May 30, 2011

Kırmızı Halı İçin 14 Yıl Bekledim!



                                                                                   


Nuri Bilge Ceylan'ın Bir Zamanlar Anadolu'da filminde rol alan Yılmaz Erdoğan'ın sinema macerası büyük bir değişim gösteriyor. Cannes'da görüştüğümüz Erdoğan, Organize İşler'den sonra sinema hakkındaki görüşlerinin değiştiğini söylüyor. O, artık kendim yazarım, çekerim ve yönetirim iddiasında değil.

Geçen yıl, Nuri Bilge Ceylan'ın Yılmaz Erdoğan ile Bir Zamanlar Anadolu'da filminde çalışacağını öğrenince şaşırmadım desem yalan olur. İki ayrı dünyanın sinema insanları onlar. Ceylan, çektiği filmler Türkiye'de az izlense de, Edirne'nin ötesinde hayli heyecanla karşılanan, Cannes gibi dünyanın en önemli festivalinde sıkça boy gösteren, dünya çapında bir sinemacı. Erdoğan ise yurtiçinde filmleri çok fazla izlenen, daha konvansiyonel sinema yapan bir yönetmen. Ayrıca Türkiye'deki sinema ikliminde 'sanat filmi', 'seyirci filmi' gibi yapay ayrımlarda da farklı kutuplara düşen iki sinemacı söz konusu. Bir Zamanlar Anadolu'da bu iki sinemacıyı bir araya getirdi. Getirmekle de kalmadı, birlikte Cannes yolculuğuna çıkmalarına da vesile oldu. Ceylan, Cannes konusunda tercübeliydi. Ama bu macerada Yılmaz Erdoğan ilk defa 'resmen' Cannes'a katıldı ve kırmızı halıda yürüdü. Heyecanlıydı, ki bu çok normal. Bir Zamanlar Anadolu'da'yı ilk defa Cannes'da izledi. Ödül heyecanını yaşadı.
Yakın zamanda Bahman Ghobadi'nin Gergedan Mevsimi'nde de oynayan Erdoğan, bu aralar oyunculuğuyla gündemde. Ama aslında bu olanlar, onun sinema macerasında önemli değişimlerin sinyalleri. O, artık kendim yazarım, kendim çekerim ve yönetirim iddiasında değil. Kah oyuncu olarak bir filme dahil olabiliyor, kah yazdığı senaryoyu bir başkasının çekmesine izin veriyor. Yani yeteneklerini paylaşabiliyor.
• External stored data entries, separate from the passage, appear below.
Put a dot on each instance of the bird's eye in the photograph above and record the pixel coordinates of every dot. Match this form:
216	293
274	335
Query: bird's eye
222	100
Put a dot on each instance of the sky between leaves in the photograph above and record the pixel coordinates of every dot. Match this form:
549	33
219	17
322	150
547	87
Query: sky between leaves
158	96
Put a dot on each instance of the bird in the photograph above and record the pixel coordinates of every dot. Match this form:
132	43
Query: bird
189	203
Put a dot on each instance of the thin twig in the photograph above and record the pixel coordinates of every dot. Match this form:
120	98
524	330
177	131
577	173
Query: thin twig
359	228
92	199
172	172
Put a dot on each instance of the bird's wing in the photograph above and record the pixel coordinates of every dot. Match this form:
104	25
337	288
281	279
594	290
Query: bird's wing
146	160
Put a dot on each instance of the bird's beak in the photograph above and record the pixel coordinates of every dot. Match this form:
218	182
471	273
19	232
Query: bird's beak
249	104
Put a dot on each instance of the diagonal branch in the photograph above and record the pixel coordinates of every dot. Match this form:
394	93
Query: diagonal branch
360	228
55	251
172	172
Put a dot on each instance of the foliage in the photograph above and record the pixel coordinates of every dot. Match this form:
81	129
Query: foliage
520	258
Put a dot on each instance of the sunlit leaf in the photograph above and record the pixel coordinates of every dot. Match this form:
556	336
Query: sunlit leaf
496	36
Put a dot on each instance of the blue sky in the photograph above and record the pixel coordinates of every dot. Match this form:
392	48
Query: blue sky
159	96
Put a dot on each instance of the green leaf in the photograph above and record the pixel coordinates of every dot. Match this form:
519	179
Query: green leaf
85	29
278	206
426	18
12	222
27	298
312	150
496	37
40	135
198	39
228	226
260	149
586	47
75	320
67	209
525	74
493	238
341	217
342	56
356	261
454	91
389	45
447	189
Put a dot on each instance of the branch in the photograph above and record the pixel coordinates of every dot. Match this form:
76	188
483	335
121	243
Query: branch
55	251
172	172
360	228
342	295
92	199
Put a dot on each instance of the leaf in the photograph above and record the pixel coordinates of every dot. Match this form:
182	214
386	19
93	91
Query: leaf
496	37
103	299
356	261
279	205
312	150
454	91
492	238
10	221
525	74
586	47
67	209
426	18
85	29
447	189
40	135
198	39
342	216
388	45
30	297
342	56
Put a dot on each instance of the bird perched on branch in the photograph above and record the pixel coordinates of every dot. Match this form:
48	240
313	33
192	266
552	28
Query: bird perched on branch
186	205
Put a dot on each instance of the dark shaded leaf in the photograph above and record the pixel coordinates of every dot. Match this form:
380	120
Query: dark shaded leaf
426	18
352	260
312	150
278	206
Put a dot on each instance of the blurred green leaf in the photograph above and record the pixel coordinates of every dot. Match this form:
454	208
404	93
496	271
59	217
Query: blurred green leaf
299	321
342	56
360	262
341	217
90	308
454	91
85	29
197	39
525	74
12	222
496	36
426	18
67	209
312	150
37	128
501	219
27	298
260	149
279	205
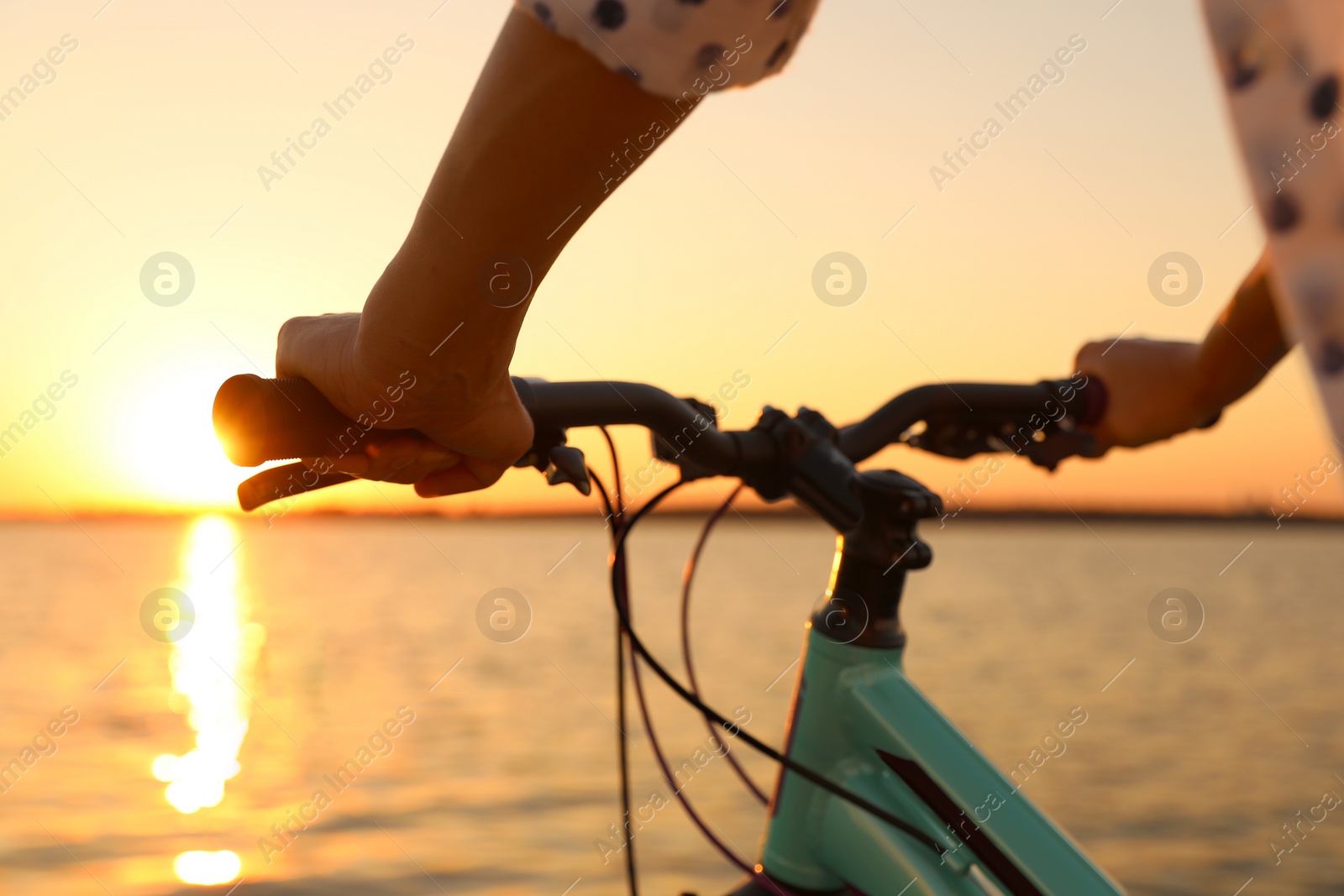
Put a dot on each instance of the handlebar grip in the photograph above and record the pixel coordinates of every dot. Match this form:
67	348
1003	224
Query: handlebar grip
1093	399
279	419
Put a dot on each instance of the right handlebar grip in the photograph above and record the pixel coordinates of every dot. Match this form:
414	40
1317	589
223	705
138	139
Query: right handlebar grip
277	419
1095	399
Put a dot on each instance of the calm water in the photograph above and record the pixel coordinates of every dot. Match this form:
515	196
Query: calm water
313	636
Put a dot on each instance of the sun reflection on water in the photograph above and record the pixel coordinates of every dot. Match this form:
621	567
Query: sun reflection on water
212	667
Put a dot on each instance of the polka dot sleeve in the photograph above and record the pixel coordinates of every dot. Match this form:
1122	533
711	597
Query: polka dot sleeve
682	49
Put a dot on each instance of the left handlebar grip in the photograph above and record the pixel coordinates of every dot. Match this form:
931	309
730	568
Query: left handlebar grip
276	419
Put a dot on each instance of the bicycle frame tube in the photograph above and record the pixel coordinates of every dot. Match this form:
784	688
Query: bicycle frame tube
859	720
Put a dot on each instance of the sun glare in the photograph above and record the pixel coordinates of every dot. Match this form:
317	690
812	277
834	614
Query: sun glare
199	867
210	668
168	443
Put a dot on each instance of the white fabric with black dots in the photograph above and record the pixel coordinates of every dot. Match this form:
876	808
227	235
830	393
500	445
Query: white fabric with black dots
682	49
1280	63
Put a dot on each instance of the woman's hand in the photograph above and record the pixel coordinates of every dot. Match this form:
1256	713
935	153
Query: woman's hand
1158	390
476	426
528	152
1153	390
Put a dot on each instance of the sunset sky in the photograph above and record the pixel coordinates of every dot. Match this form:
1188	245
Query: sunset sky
148	136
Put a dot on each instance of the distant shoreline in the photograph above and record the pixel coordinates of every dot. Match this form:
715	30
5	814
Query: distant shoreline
759	513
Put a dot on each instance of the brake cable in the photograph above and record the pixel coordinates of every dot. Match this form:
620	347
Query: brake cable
792	765
616	519
687	577
622	595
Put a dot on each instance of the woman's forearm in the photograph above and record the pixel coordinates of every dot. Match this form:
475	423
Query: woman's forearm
546	136
1241	347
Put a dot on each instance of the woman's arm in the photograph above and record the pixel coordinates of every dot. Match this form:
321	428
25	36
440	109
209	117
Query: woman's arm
543	140
1160	389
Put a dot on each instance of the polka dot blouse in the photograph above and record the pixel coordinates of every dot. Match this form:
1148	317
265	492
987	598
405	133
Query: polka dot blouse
682	49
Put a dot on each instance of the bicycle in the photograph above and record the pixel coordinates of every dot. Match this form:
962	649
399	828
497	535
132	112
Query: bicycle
878	793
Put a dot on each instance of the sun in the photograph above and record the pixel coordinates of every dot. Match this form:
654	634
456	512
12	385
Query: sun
167	443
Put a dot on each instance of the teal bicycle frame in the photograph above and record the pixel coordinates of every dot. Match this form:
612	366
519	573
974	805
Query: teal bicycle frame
858	719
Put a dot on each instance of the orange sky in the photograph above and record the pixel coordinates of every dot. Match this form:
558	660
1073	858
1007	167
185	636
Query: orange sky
150	134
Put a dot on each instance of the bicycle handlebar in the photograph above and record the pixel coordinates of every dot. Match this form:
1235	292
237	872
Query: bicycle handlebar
268	419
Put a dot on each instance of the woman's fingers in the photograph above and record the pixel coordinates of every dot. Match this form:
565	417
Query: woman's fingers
400	459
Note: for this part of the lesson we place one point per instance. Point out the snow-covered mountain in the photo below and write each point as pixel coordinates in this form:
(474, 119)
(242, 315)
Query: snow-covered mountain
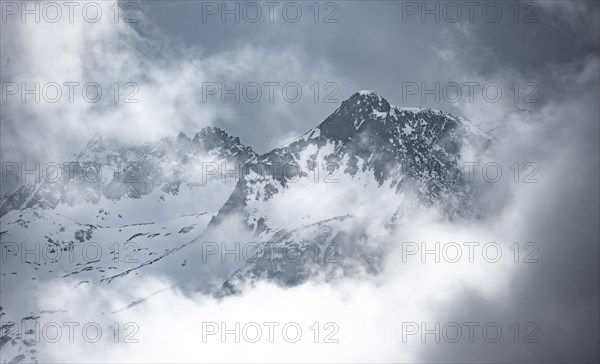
(367, 164)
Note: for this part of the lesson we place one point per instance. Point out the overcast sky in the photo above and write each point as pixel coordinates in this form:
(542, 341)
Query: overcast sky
(178, 48)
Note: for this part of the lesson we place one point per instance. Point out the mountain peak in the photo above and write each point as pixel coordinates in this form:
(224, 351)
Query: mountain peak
(367, 100)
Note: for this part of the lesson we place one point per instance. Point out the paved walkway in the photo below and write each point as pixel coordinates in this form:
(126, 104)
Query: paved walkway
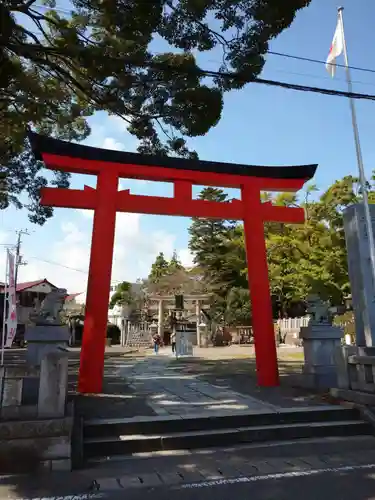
(170, 392)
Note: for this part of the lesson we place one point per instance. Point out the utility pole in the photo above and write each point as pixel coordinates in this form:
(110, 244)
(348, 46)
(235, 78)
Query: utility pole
(19, 261)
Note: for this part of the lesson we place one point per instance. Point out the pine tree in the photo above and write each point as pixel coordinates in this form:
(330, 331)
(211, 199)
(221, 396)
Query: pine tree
(159, 268)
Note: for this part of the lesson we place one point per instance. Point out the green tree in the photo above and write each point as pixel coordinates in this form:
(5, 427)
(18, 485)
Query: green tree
(209, 239)
(238, 307)
(159, 268)
(122, 296)
(59, 67)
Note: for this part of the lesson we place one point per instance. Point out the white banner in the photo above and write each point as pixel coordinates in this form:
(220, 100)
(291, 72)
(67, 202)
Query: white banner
(12, 303)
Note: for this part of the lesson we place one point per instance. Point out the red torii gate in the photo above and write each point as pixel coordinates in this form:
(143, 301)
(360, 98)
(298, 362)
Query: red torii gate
(106, 200)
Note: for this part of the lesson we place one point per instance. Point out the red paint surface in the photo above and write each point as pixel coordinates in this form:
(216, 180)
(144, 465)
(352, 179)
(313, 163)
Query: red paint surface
(170, 174)
(257, 270)
(98, 286)
(106, 200)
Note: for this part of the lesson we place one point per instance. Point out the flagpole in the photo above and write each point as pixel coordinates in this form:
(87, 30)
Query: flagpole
(362, 176)
(4, 308)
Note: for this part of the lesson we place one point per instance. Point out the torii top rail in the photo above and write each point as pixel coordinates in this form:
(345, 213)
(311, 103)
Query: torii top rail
(106, 200)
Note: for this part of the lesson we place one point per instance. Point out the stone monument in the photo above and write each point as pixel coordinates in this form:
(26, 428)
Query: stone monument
(320, 340)
(360, 274)
(47, 333)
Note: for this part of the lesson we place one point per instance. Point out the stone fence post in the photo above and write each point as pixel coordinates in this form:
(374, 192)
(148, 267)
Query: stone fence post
(53, 386)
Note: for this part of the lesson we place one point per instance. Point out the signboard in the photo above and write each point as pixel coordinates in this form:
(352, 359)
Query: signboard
(184, 346)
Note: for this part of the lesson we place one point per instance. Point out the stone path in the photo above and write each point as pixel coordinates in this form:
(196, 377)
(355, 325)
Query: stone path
(170, 392)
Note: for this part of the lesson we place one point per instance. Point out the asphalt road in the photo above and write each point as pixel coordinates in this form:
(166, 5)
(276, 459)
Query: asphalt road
(350, 482)
(354, 485)
(357, 484)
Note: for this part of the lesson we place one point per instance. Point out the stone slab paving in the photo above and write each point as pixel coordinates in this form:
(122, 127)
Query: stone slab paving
(170, 392)
(194, 467)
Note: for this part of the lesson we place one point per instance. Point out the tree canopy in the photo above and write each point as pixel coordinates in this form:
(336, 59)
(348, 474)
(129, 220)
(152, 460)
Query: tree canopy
(58, 67)
(302, 259)
(122, 296)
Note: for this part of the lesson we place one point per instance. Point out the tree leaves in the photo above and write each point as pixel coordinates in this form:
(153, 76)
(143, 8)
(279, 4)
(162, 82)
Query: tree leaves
(302, 259)
(57, 68)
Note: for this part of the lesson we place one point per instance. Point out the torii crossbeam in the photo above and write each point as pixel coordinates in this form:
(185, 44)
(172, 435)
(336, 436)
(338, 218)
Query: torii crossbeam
(106, 200)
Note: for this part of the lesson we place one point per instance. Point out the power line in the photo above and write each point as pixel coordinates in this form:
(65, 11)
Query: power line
(68, 267)
(318, 61)
(198, 72)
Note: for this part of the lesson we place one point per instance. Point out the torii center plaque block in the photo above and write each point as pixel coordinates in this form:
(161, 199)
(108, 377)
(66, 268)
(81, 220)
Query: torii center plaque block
(106, 200)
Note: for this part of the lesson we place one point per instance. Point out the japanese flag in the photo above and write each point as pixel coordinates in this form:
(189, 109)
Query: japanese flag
(337, 48)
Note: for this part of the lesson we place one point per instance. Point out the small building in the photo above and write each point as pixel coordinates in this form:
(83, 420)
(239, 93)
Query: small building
(29, 296)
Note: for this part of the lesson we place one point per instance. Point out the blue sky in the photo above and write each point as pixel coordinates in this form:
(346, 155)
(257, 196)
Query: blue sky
(259, 125)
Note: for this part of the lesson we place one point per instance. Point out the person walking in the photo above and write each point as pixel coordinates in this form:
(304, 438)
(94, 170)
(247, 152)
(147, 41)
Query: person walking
(173, 341)
(157, 341)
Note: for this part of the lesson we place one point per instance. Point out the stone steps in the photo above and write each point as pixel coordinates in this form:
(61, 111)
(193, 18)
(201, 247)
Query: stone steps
(121, 437)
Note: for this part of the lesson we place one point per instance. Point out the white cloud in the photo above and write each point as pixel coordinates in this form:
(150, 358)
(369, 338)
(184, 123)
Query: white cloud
(134, 252)
(186, 257)
(111, 143)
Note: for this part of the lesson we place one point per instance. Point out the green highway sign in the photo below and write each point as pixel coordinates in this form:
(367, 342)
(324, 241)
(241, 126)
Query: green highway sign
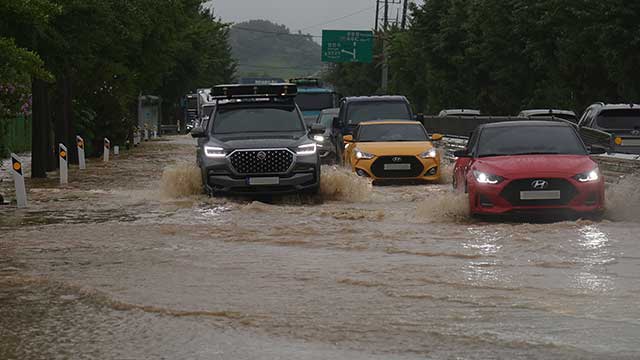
(347, 46)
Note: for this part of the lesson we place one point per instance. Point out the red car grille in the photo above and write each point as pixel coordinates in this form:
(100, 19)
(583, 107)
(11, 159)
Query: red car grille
(511, 192)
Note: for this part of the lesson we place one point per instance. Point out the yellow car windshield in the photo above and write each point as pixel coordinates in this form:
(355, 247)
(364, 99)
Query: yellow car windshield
(392, 132)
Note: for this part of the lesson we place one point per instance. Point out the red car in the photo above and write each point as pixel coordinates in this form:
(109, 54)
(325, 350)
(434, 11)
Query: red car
(529, 166)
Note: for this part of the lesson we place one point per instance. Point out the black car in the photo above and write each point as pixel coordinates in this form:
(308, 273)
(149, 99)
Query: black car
(255, 142)
(327, 141)
(622, 121)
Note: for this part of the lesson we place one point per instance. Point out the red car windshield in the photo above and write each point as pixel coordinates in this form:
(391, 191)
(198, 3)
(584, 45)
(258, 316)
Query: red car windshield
(528, 140)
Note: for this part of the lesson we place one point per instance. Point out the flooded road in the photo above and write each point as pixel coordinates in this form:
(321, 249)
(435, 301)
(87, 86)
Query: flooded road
(129, 261)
Erdoğan'ın anlattığına göre, yönettiği Organize İşler'den sonra başlamış değişim. Tabii sinemaya bakışı da değişmiş. Nuri Bilge Ceylan'la çalışmasının da etkileri var üzerinde. Erdoğan, Cannes deneyimini, Nuri Bilge Ceylan ile olan serüvenini, sinema macerasındaki değişimi anlattı.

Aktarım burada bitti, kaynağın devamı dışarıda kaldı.